Does it cause data leakage to train a bidirectional LSTM on data where a user can be a sample in the training data multiple times?
Each row is a snapshot at a different point in time for a given user. Their past N months of behavior are the features and their current month of behavior is the target.
Example data: "Months Prior" columns are the only features. Both the features and target continuous values.
+------------------+---------+--------------------+----------------+----------------+----------------+-----------------+----------------+------------------------+
| Train Test Split | User Id | Current Month Date | 5 Months Prior | 4 Months Prior | 3 Months Prior | 2 Months Prior | 1 Month Prior | Target (Current Month) |
+------------------+---------+--------------------+----------------+----------------+----------------+-----------------+----------------+------------------------+
| test | 123 | June | 1 | 4 | 2 | 8 | 2 | 6 |
| test | 123 | May | 0 | 1 | 4 | 2 | 8 | 2 |
| training | 123 | April | 0 | 0 | 1 | 4 | 2 | 8 |
| training | 123 | March | 0 | 0 | 0 | 1 | 4 | 2 |
| training | 123 | Feb | 0 | 0 | 0 | 0 | 1 | 4 |
+------------------+---------+--------------------+----------------+----------------+----------------+-----------------+----------------+------------------------+
Would the bidirectional LSTM learn that some columns in the training data contain the target for other rows?

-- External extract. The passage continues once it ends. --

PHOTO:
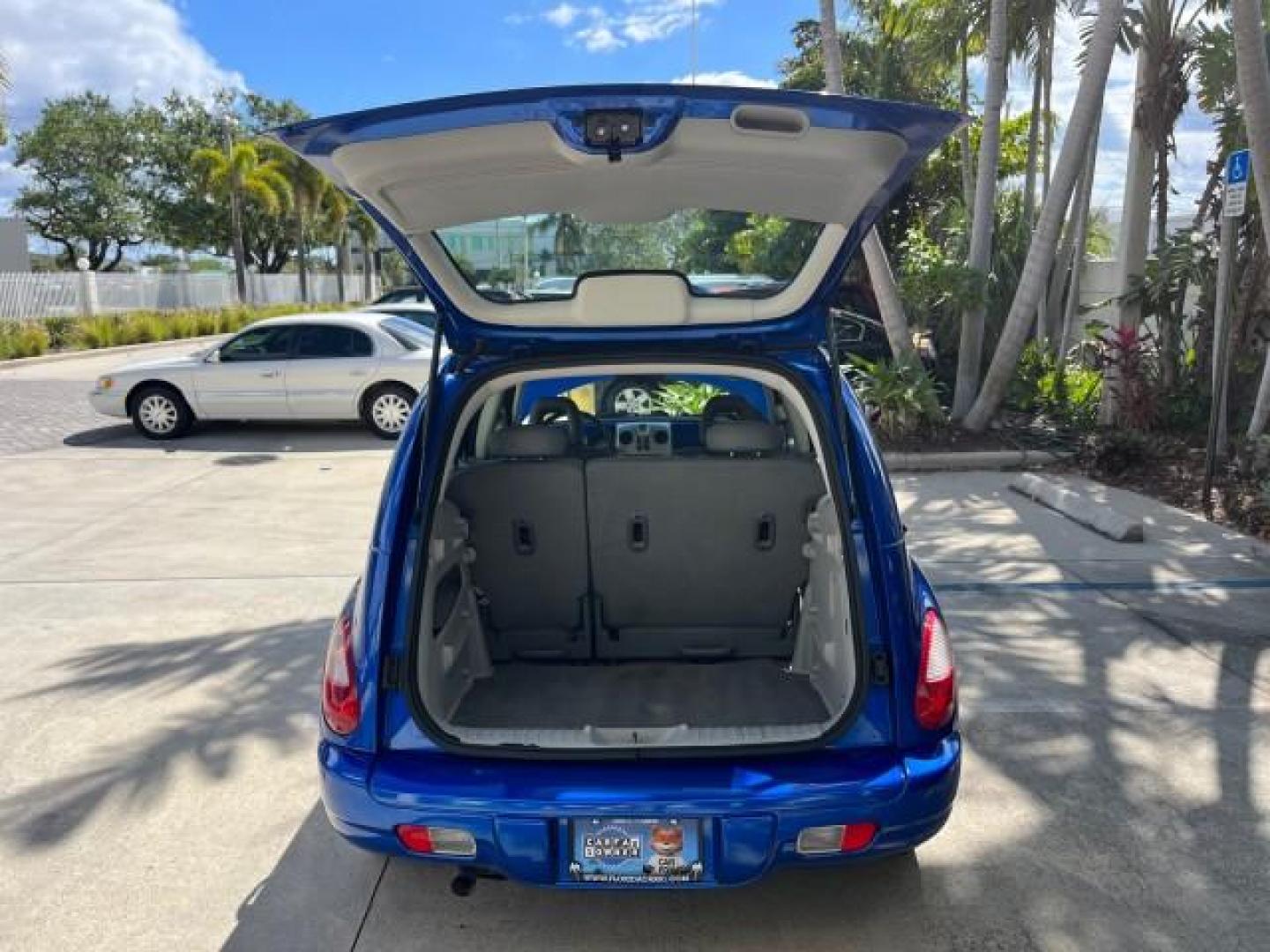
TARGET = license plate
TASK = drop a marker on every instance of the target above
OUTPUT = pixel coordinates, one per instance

Example: April "2 Months Prior" and "1 Month Prior" of, 4 and 2, would have the pattern of March "1 Month Prior" and the Target, 4 and 2.
Intuitively I don't think it would learn these relationships, I believe other machine learning models, like tree models and linear regression. But I don't have enough knowledge on LSTMs to say for sure. I could verify by creating simulated data with a random number generator, but I'd rather understand the math/intuition.